Le jeûne intermittent est-il une alternative crédible aux régimes hypocaloriques classiques ? Selon une méta-analyse publiée par le British Medical Journal (BMJ), la réponse serait globalement positive. «Les régimes de jeûne intermittent semblent avoir des bienfaits similaires aux régimes hypocaloriques traditionnels pour la perte de poids», souligne cette nouvelle étude.
Pour trancher la question, une équipe internationale de chercheurs a analysé 99 essais cliniques randomisés, incluant 6 582 adultes (âge moyen : 45 ans, 66% de femmes). La durée des études variait de 3 à 52 semaines, avec une moyenne de 12 semaines. Les participants présentaient en majorité des profils à risque, avec un indice de masse corporelle moyen de 31 et près de 90% souffrant de comorbidités.

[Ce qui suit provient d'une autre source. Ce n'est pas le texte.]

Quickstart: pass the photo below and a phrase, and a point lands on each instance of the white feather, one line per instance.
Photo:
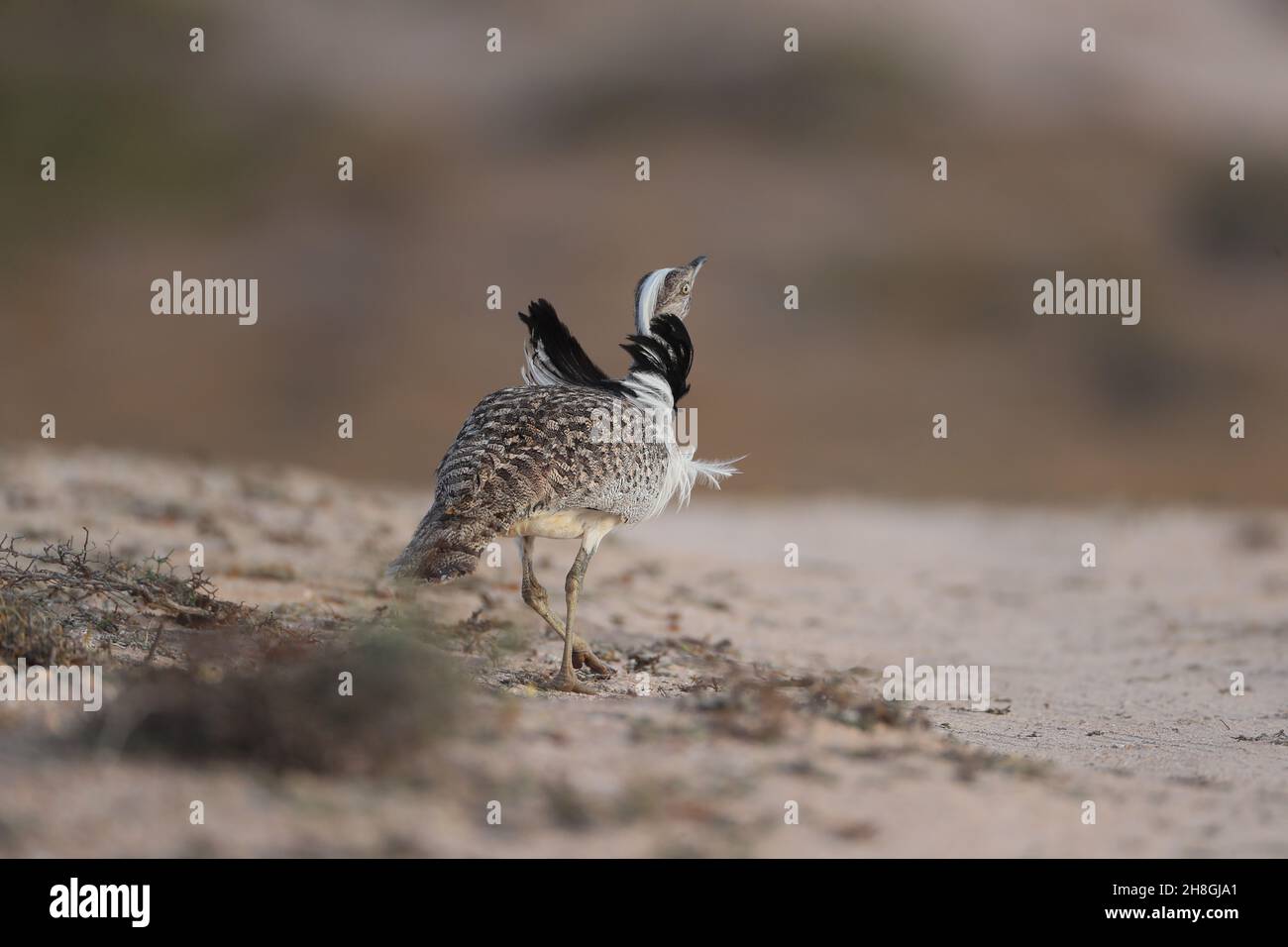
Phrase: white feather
(651, 394)
(649, 290)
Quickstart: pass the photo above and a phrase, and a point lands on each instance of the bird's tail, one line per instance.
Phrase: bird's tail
(443, 548)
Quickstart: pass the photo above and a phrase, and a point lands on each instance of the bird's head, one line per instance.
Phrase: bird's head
(665, 292)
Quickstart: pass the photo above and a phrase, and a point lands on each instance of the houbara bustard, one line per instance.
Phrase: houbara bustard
(572, 454)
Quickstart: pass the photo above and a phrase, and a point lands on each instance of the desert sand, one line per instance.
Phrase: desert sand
(1109, 684)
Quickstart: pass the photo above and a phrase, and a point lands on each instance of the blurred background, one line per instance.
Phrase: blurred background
(516, 169)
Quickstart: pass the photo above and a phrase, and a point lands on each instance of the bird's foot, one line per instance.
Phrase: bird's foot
(567, 682)
(589, 660)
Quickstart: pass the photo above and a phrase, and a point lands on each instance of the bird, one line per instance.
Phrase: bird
(549, 458)
(554, 357)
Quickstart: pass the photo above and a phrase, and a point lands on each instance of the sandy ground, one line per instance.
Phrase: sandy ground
(1108, 684)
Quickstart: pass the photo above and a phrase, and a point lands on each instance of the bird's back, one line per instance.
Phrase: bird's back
(524, 451)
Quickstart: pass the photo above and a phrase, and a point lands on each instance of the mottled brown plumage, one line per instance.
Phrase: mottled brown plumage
(570, 455)
(526, 451)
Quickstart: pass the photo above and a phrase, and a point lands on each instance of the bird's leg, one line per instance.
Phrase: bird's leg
(566, 680)
(535, 595)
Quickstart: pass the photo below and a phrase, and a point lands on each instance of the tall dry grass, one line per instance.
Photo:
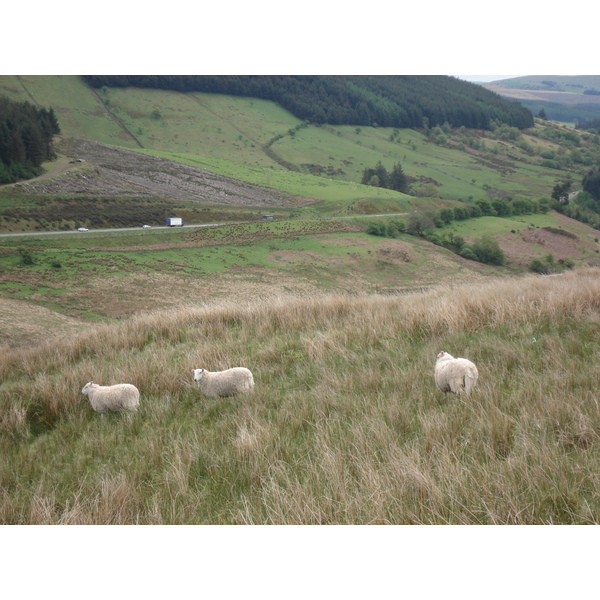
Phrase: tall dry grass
(345, 424)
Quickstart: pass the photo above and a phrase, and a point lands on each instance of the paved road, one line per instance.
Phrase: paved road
(71, 231)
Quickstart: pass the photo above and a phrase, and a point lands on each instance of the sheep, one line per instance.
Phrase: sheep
(230, 382)
(103, 398)
(456, 375)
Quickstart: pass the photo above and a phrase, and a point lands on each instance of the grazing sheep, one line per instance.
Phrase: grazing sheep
(103, 398)
(456, 375)
(230, 382)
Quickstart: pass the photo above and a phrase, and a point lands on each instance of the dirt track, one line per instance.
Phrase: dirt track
(102, 170)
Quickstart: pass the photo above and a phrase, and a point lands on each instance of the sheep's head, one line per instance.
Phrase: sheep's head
(86, 387)
(443, 356)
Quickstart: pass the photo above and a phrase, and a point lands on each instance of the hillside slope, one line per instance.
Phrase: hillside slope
(345, 425)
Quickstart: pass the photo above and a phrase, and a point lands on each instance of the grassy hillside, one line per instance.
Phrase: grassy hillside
(345, 424)
(258, 141)
(566, 98)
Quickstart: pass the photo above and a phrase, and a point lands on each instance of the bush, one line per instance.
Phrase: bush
(467, 252)
(488, 251)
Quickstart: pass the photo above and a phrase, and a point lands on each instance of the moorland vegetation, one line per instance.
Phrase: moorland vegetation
(340, 319)
(345, 424)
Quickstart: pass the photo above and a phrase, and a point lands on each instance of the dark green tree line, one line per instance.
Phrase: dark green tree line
(26, 134)
(385, 100)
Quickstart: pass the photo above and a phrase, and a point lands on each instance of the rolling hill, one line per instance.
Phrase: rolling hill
(567, 98)
(337, 306)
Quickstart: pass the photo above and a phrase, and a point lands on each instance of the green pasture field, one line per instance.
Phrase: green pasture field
(78, 110)
(228, 135)
(220, 126)
(59, 266)
(496, 226)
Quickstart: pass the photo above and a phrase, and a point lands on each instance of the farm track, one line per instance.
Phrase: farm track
(108, 171)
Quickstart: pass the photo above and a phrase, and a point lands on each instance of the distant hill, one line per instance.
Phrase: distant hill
(566, 98)
(401, 101)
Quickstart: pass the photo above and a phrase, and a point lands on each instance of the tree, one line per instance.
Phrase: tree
(488, 251)
(398, 180)
(446, 215)
(591, 183)
(418, 222)
(560, 192)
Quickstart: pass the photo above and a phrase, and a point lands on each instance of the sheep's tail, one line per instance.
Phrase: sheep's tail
(469, 382)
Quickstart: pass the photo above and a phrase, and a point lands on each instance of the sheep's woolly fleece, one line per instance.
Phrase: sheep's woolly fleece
(456, 375)
(119, 397)
(230, 382)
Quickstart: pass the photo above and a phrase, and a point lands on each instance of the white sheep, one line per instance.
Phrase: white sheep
(456, 375)
(103, 398)
(230, 382)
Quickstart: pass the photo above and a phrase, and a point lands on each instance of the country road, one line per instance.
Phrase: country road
(71, 231)
(154, 228)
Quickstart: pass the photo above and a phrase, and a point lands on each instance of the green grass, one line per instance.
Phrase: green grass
(228, 135)
(496, 226)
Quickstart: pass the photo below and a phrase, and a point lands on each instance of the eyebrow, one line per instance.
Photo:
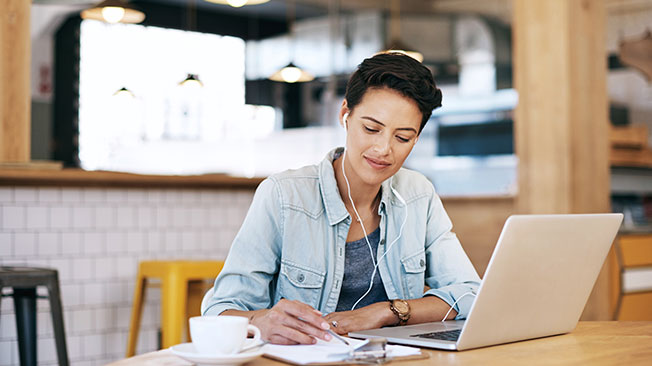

Trois types de jeûnes intermittents testés
Trois grandes catégories de jeûne intermittent ont été analysées. La première, appelée alimentation à durée limitée consiste à restreindre la prise alimentaire à une fenêtre horaire quotidienne fixe. L’exemple le plus courant est le protocole 16:8, qui impose un jeûne de 16 heures suivi d’une période de 8 heures pendant laquelle les repas sont autorisés.
La deuxième forme, le jeûne un jour sur deux alterne une journée de jeûne complet (ou très fortement réduit) avec une journée d’alimentation normale. Elle repose sur une alternance régulière, censée stimuler le métabolisme tout en permettant une consommation calorique normale un jour sur deux.
Enfin, la troisième approche, dite jeûne sur journée entière suit généralement un modèle dit « 5:2 » : cinq jours d’alimentation sans restriction, suivis de deux jours non consécutifs de jeûne complet ou partiel. Ces protocoles ont été comparés aux régimes classiques de restriction calorique continue et à des alimentations non encadrées, afin d’évaluer leurs effets respectifs sur la perte de poids et les facteurs de risque métabolique.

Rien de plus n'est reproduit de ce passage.